たとえば、「概ね完了した」という言葉の「概ね」は、言った人と聞いた人との間で認識齟齬が起きやすくなります。こうした副詞、冠詞、形容詞などは曖昧さを助長するため、ただ事実のみを述べられるよう日頃から注意しなければなりません。
一般的に『定性的』および『定量的』な分析は、論理的思考においてとても重要な役割を占めます。「論理的思考」という言葉はよく耳にするもののそれがいったい何なのか、きちんとわかっている人は少ないのではないでしょうか。
論理というのはそもそも、物事の道筋のこと。
間をすっ飛ばさずに一つひとつ順序よく辿っていくことです。数学が論理的と言われるのはいきなり「答え」だけをはじき出すのではなく、一歩一歩「途中式」を構築して説明していくからです。

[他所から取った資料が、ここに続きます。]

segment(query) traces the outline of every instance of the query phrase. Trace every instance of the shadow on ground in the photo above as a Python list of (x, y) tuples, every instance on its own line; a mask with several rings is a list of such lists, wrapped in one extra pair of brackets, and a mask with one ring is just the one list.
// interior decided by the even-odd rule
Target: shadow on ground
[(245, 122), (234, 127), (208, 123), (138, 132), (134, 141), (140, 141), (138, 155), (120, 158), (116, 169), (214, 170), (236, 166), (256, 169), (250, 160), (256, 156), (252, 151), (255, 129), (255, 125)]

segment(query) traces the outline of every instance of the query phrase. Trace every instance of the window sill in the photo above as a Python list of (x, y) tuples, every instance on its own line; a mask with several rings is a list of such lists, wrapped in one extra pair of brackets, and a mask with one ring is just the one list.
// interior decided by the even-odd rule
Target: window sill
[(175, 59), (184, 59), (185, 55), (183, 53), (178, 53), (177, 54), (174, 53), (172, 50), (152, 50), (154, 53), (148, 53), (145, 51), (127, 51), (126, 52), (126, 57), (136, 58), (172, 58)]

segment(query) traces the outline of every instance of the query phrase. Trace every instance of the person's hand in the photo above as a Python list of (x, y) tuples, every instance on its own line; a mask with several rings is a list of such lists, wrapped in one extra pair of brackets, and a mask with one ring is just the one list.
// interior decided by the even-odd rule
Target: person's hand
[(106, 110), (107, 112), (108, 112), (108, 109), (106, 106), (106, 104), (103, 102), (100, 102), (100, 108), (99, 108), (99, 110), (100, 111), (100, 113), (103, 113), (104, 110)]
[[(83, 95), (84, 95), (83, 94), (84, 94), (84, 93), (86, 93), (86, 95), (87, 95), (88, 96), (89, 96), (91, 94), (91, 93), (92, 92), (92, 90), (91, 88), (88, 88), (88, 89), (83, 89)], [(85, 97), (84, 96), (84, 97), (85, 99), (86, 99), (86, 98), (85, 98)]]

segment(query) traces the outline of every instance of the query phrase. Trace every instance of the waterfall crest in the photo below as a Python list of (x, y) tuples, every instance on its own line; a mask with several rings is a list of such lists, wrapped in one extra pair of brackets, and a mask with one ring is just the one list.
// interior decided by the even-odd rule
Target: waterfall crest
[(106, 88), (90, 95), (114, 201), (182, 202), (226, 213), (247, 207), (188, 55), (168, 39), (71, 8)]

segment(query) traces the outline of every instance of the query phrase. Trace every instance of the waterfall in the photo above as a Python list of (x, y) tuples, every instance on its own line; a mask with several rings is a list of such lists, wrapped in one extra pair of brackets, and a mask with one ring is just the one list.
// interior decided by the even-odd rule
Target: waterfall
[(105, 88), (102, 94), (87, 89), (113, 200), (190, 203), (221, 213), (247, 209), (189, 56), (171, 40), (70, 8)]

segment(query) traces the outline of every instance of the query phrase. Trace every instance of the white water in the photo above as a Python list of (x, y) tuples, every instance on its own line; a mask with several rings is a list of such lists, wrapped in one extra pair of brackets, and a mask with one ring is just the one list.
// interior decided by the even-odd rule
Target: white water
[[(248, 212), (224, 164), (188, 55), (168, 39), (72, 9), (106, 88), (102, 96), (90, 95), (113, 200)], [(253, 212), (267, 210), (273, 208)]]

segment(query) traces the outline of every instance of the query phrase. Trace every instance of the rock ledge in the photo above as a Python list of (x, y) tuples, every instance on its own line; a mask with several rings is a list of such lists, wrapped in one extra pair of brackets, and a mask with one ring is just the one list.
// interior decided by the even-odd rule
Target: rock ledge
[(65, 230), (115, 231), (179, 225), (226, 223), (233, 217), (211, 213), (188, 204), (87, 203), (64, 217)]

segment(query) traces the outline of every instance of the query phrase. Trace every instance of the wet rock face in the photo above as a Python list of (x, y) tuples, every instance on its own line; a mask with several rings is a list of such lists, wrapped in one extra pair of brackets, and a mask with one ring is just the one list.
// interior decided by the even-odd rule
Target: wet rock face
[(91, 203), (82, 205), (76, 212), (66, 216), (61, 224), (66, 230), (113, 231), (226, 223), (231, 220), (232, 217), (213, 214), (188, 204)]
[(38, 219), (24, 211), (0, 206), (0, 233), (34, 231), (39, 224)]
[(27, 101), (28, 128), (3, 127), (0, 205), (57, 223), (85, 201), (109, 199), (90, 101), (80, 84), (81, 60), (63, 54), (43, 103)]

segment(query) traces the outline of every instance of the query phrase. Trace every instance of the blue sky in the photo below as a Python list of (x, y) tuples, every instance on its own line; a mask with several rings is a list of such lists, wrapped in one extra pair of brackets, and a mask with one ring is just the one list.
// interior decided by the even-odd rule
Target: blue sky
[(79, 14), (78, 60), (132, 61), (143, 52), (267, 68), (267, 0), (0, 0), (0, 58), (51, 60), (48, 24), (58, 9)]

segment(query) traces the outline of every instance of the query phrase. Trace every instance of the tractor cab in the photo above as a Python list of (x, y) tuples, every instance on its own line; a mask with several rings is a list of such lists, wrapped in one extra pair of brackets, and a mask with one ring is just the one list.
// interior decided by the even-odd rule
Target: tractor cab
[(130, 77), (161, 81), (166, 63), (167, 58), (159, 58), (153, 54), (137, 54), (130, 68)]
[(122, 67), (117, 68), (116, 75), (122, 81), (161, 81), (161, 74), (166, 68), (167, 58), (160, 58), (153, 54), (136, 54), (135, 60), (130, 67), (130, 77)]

ですから矛盾や飛躍/重複することなく、主張と結論をつなげて考えることができれば、論理的思考ができているということができます。
この前提を常に念頭に置き、論理的に考える方法をマスターすることができれば、どんな難しい課題であってもその問題の本質を見極めることができるようになり、どうすれば解決策を導けるかということを合理的かつ正確に考えられるようになります。
論理的思考ができない人の多くに共通する特徴として、
「あいまいな条件で考えており、判断に信憑性がない」
「すぐに答えを欲しがって、順番に物事を考えない」
というものがあります。言ってることは正しくても、どうしても相手にされない…というのも大抵はこのケースです。
たとえば、
「イベントには町中ほとんどの人が集まり、街の活性化につながった」
という説明では事実かどうかが判断できないうえ、主観的な解釈が含まれているため必ずしも正しいとは言い切れません。「ほとんど」とは具体的にどの程度なのか「活性化につながった」とは事実なのでしょうか。そう思っただけ…ということはありませんでしょうか。
友達と話すのはこれで十分かも知れません。
しかし、"経費"を使わせるビジネスとして上司や顧客を説得し、理解を得るための言葉としては当然ながらまったくの不十分です。たとえば
「イベントには5,000人もの人が集まり、300万円の経済効果があった」
というのは事実を言い表しており、ある側面では何かしらの判断や理解をするのに十分な情報と言えます。これは"定量的"な表現を用いることで、より具体的な事実に昇華させた結果と言えます。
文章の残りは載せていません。